Doenças Respiratórias12 min de leitura

Asma Infantil: Guia Completo para Pais

Dra. Paula Andrade

CRM-SP 204778 | RQE 131771 | Título SBP 2024

Revisado por Pediatra

A asma é a doença crônica mais comum na infância, afetando cerca de 20% das crianças brasileiras. Tosse que não passa, chiado no peito, falta de ar durante brincadeiras — esses sintomas assustam, mas a asma tem tratamento eficaz. Com o controle adequado, seu filho pode ter uma vida completamente normal, inclusive praticando esportes. Neste guia, explico tudo que você precisa saber para identificar, tratar e prevenir crises.

Resumo Rápido

O que é: Doença crônica dos pulmões com inflamação e estreitamento das vias aéreas

Sintomas principais: Tosse seca (noturna), chiado no peito, falta de ar e aperto torácico

Tratamento: Corticoide inalatório (manutenção) + broncodilatador (resgate) + controle ambiental

Prognóstico: 50-60% das crianças melhoram significativamente na adolescência

O Que é Asma?

A asma é uma doença inflamatória crônica das vias aéreas.
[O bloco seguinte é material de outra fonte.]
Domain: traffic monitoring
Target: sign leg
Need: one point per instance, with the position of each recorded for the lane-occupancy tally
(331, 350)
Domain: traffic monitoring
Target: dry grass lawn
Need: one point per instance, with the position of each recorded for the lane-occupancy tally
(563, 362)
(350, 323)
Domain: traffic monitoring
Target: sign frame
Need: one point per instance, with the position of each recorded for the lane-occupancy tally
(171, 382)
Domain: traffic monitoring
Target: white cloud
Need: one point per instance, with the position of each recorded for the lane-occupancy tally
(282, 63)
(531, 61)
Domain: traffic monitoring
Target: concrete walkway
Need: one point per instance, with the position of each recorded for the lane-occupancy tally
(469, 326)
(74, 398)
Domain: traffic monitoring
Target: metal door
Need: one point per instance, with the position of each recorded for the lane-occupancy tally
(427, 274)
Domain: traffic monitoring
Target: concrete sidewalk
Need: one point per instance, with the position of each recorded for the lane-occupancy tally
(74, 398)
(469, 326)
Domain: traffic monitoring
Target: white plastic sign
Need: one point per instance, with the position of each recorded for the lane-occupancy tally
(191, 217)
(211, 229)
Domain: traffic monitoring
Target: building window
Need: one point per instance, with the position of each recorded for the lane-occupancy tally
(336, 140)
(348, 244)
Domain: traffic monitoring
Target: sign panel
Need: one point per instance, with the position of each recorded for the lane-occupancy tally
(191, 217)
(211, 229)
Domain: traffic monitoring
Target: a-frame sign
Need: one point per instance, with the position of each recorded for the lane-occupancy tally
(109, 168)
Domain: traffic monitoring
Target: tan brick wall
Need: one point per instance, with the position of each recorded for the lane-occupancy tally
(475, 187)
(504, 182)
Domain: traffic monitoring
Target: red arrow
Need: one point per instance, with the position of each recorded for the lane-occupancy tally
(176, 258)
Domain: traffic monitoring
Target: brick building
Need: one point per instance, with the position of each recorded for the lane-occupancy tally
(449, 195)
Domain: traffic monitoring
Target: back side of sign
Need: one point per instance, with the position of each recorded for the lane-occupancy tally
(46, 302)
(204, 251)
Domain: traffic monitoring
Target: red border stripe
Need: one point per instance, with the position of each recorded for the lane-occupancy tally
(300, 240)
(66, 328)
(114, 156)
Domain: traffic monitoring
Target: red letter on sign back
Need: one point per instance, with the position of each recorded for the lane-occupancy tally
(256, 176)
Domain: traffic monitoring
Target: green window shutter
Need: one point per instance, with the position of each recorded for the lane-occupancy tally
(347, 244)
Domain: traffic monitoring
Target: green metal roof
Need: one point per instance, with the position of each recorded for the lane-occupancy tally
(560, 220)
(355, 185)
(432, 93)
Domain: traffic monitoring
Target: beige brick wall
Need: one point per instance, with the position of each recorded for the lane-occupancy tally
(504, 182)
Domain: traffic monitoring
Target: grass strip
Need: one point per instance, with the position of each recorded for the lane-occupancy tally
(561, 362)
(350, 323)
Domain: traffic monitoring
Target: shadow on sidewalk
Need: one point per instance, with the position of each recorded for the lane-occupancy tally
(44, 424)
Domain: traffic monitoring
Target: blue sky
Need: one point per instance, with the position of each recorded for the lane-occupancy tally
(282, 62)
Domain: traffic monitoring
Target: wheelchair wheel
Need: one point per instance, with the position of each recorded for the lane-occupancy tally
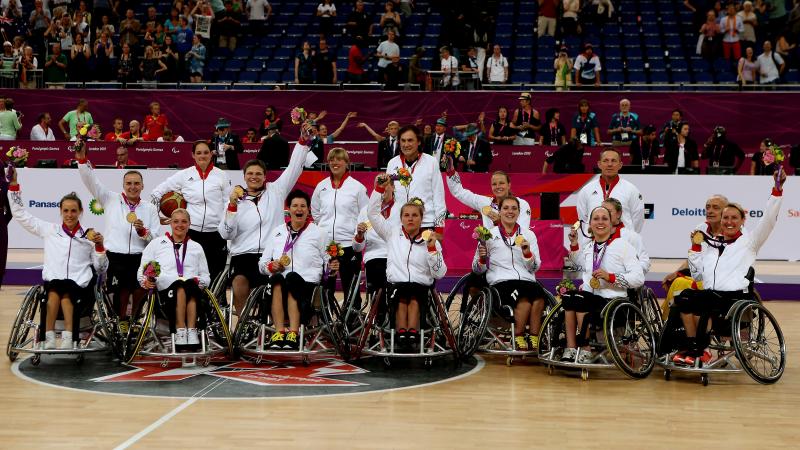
(21, 327)
(139, 327)
(473, 324)
(249, 319)
(217, 323)
(630, 338)
(759, 344)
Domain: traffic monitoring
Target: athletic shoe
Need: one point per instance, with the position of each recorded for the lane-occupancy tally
(276, 341)
(585, 357)
(192, 338)
(569, 354)
(66, 340)
(522, 343)
(291, 341)
(180, 336)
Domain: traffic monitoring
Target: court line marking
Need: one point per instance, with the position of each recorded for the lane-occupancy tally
(480, 365)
Nos pulmões de uma criança asmática, os brônquios (tubos que levam o ar aos pulmões) estão constantemente inflamados. Quando expostos a gatilhos — como poeira, frio ou vírus — essa inflamação piora: a musculatura ao redor dos brônquios se contrai, a mucosa incha e produz muco em excesso. O resultado é o estreitamento das vias aéreas, causando dificuldade para respirar.

A asma faz parte da “marcha atópica” — crianças com dermatite atópica e rinite alérgica têm maior risco de desenvolver asma. A alergia alimentar também faz parte dessa cascata atópica. Cerca de 40% das crianças com rinite terão asma em algum momento.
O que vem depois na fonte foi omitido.